Young pilgrims on the way to Zion! seek to be ready with the reply to all earthly solicitations, "If they had been thinking of the country they had left, they would have had opportunity to return. Instead, they were longing for a better country--a heavenly one. Therefore God is not ashamed to be called their God, for he has prepared a city for them." (Heb. 11:15, 16). As from this outset hour at Bethel, onwards through the future years of his pilgrimage, the promised birthright blessings are ever before the mind of Jacob, stimulating him in all his efforts, raising him superior to his sorrows, cheering him in his exile, sustaining him in his bereavements, softening the harshness of his character, bracing him to noble endurance--So be it with you. Take, as your watchword and motto, "We look for a city which has foundations, whose builder and maker is God;" remembering that "what He has spoken He is able also to perform."

And, whether young or old, let us ever seek joyfully to recall and rehearse the ground of our title-deed to "the Better Country"--"the smiling fields" beyond Jordan. It is ours alone through Him who is "the Way, and the Truth, and the Life." "If you be Christ's (if you have found the true antitypical ladder of the Patriarch, by which you can to the Gates of the city) then are you Abraham's seed, and heirs according to the promise" (Gal.3:29).

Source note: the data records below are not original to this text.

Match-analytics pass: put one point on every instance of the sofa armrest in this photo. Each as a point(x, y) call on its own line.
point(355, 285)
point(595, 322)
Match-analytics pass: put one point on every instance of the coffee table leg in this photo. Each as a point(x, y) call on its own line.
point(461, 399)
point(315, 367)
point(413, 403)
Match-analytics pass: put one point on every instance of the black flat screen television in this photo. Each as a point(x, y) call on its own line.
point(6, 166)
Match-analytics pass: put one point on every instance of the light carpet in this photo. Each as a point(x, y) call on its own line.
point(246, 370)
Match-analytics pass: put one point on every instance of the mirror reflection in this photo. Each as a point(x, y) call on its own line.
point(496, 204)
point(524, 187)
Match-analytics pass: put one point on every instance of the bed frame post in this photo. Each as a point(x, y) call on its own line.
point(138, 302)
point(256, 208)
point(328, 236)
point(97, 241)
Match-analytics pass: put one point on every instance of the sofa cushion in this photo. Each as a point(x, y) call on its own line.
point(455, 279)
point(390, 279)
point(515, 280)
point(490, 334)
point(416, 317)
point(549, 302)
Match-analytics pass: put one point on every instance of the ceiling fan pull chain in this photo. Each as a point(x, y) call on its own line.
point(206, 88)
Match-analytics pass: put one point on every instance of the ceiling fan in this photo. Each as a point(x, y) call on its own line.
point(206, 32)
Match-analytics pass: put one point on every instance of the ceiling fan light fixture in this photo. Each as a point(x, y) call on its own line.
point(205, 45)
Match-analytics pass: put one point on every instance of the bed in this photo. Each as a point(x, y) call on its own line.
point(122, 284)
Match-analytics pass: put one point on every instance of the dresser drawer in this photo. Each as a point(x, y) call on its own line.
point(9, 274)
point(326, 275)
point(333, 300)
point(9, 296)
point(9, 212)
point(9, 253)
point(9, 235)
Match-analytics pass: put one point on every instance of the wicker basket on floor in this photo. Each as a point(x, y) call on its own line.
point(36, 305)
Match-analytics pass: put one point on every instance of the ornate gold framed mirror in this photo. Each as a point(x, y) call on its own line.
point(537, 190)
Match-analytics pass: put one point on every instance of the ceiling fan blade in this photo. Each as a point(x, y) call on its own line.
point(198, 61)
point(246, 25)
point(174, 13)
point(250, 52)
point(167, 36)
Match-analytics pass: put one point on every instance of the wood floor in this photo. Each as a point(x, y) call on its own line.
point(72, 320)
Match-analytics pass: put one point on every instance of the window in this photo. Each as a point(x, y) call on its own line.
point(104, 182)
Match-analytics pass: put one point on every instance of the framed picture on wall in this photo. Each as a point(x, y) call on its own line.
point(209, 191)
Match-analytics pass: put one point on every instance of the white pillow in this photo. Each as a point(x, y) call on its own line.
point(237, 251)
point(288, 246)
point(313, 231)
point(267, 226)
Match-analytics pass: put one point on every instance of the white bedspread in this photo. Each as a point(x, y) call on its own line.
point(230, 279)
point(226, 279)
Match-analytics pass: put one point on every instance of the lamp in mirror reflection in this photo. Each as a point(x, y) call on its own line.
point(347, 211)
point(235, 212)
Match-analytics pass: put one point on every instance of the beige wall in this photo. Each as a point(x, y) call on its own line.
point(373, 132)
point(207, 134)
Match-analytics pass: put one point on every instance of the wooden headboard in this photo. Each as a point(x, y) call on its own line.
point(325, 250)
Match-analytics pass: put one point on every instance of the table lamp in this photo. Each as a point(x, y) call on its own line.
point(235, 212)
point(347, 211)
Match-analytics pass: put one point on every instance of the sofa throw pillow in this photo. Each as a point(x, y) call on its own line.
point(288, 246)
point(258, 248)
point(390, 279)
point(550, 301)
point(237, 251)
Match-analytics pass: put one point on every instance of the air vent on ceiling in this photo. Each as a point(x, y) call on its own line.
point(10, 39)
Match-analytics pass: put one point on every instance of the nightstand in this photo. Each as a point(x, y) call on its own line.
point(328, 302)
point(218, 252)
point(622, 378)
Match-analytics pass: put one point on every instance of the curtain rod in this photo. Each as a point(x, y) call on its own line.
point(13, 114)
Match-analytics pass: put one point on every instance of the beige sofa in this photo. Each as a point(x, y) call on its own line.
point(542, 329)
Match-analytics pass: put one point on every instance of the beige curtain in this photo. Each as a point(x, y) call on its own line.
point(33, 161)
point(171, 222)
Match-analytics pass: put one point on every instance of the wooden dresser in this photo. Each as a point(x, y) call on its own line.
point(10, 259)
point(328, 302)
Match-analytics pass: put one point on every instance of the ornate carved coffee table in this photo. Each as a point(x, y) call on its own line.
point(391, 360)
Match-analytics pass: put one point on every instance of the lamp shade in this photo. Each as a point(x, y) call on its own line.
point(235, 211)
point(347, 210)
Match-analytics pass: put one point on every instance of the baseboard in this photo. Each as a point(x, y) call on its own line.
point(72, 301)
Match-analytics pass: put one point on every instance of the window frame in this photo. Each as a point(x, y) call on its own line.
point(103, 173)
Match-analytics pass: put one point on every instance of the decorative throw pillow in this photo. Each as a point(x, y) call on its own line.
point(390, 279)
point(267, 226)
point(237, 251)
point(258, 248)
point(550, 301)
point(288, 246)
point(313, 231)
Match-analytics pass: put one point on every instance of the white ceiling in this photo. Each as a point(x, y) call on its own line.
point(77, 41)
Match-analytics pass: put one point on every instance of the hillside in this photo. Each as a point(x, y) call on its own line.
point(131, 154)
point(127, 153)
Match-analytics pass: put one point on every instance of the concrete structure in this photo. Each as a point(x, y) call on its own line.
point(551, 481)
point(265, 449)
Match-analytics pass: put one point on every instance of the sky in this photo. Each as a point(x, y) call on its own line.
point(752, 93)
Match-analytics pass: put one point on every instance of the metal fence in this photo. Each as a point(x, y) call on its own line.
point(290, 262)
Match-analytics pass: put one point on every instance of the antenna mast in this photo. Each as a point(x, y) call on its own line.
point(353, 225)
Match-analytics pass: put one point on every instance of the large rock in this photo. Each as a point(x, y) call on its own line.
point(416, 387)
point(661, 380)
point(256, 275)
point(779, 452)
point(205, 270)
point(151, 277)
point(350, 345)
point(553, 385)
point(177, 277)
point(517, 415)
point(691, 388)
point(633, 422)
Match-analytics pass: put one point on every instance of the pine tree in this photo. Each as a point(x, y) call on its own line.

Striking and beautiful are the words of the psalmist as he invokes the blessing of "the God of Jacob," and names Him as such. On what does he found and urge his plea at the mercy-seat? He supplicates that the eye of the great Jehovah, averted and repelled by his unworthiness, may rest on the alone All-worthy ONE. "O Lord God of Hosts, hear my prayer--give ear, O God of JACOB. Behold, O God, our shield, and look upon the face of Your Anointed" (Ps. 84:8, 9).

As we hear the God of the Patriarch saying from the ladder-summit, "To you will I give it," let us lay hold of the promise in all the grandeur and magnificence of its spiritual meaning. Be it ours as the children of Jacob (the inheritors of that great covenant of grace ratified on the heights of Bethel), in reverent faith to say, "I will hear what God the Lord will speak--for He will speak peace unto His people and to His saints" (Ps. 85:8).